The recently published GAGE-B paper (Magoc, et al., 2013) presents an evaluation of several popular assemblers, including SPAdes 2.3.
Since SPAdes 3.0 is out, we evaluated it on the data sets from the GAGE-B study. Four MiSeq data sets (B. cereus, R. sphaeroides, M. abscessus, and V. cholerae) were selected for the assessment. Since these reads are 250 bp length, we applied our recommendations for assembling long Illumina paired-end reads with SPAdes.
The original coverage of those data sets is about 500x. However, in the GAGE-B experiments, all data was down-sampled to 100x coverage, because higher coverage barely affected contig size. Meanwhile, SPAdes benefits from high coverage, so we decided to assemble the data sets with the original ~500x coverage. Our tables contain the GAGE-B assemblies of 100x-coverage data, and the SPAdes 3.0 assembly of 500x-coverage data.

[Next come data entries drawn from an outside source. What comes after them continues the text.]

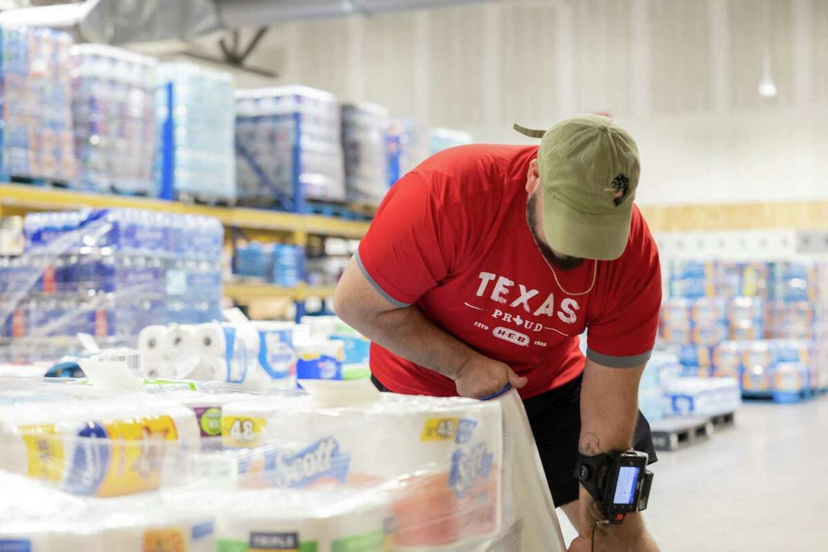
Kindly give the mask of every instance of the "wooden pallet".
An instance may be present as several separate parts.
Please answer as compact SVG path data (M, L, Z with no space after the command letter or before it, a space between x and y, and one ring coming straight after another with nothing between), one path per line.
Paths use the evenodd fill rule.
M736 425L736 413L725 412L724 414L717 414L710 418L710 421L713 423L713 428L717 431L733 427Z
M209 207L235 207L236 200L229 198L217 198L203 194L178 194L178 201L187 205L208 205Z
M708 417L667 418L650 425L656 450L679 450L713 436L713 421Z
M65 180L56 180L49 178L35 178L32 176L21 176L5 173L0 173L0 182L22 184L28 186L41 186L46 188L69 188L69 182Z

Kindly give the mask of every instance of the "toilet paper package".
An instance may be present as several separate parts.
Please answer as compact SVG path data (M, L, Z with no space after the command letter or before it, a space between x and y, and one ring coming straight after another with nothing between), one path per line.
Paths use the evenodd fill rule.
M739 377L744 347L735 341L723 341L713 350L713 376Z
M197 449L198 439L190 410L156 397L0 405L0 469L73 494L158 488L176 455Z
M0 550L214 552L214 515L204 505L148 493L79 498L0 472Z
M735 410L741 396L734 378L682 377L667 382L665 400L673 415L715 415Z
M295 379L296 353L293 345L292 322L256 323L259 334L258 361L274 380Z
M209 497L220 550L397 550L390 497L382 492L262 489Z
M177 324L167 328L164 349L169 367L161 377L191 377L201 359L195 328Z
M258 362L260 341L253 324L205 324L195 330L201 370L229 383L265 385L269 377Z
M148 326L139 335L138 348L150 377L287 388L295 375L293 325Z
M226 405L222 439L230 449L276 444L242 467L275 487L402 478L392 500L397 544L436 546L498 532L502 423L498 403L460 398L383 394L320 408L307 396L267 397Z

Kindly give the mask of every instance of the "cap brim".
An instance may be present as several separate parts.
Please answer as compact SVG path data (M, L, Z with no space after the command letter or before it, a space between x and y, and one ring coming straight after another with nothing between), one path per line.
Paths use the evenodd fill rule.
M633 201L612 214L578 211L555 195L544 193L543 232L556 252L584 259L614 261L623 254L629 238Z

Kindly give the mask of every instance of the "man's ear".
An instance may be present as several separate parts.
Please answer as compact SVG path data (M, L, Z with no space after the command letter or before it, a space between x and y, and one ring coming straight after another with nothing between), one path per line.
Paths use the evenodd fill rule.
M537 169L537 159L529 161L529 170L526 174L526 191L532 194L541 183L541 173Z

The B. cereus data was downloaded from the official Illumina website. The other three data sets were obtained from the Sequence Read Archive at NIH’s National Center for Biotechnology Information (NCBI): SRR522246 (R. sphaeroides), SRR768269 (M. abscessus), SRR769320 (V. cholerae). Genome references and contigs produced by other assemblers mentioned in the GAGE-B study were downloaded from the GAGE-B website.
Num, the number of contigs (or scaffolds) at least 200bp long (500bp for scaffolds). [# contigs]
N50 size, which is the size of the smallest contig such that 50% of the genome is contained in contigs of size N50 or larger. [NG50]
Errors, determined by comparison to the reference genome. We defined this as the sum of the number of relocations, translocations, and inversions affecting at least 1000bp. A relocation is defined as a misjoin in a contig/scaffold such that if the contig/scaffold is split into two pieces at the misjoin, then the left and right pieces map to distinct locations on the reference genome that are separated by at least 1000bp, or that overlap by at least 1000bp. A translocation is defined as a misjoin where the left and the right pieces map to different chromosomes or plasmids. An inversion is defined as a misjoin such that the left and the right pieces map to opposite strands on the same chromosome. [# misassemblies]
Errors-L, local errors, defined as misjoins where the left and right pieces map onto the reference genome to distinct locations that are less than 1000bp apart, or that overlap by less than 1000bp. [# local misassemblies]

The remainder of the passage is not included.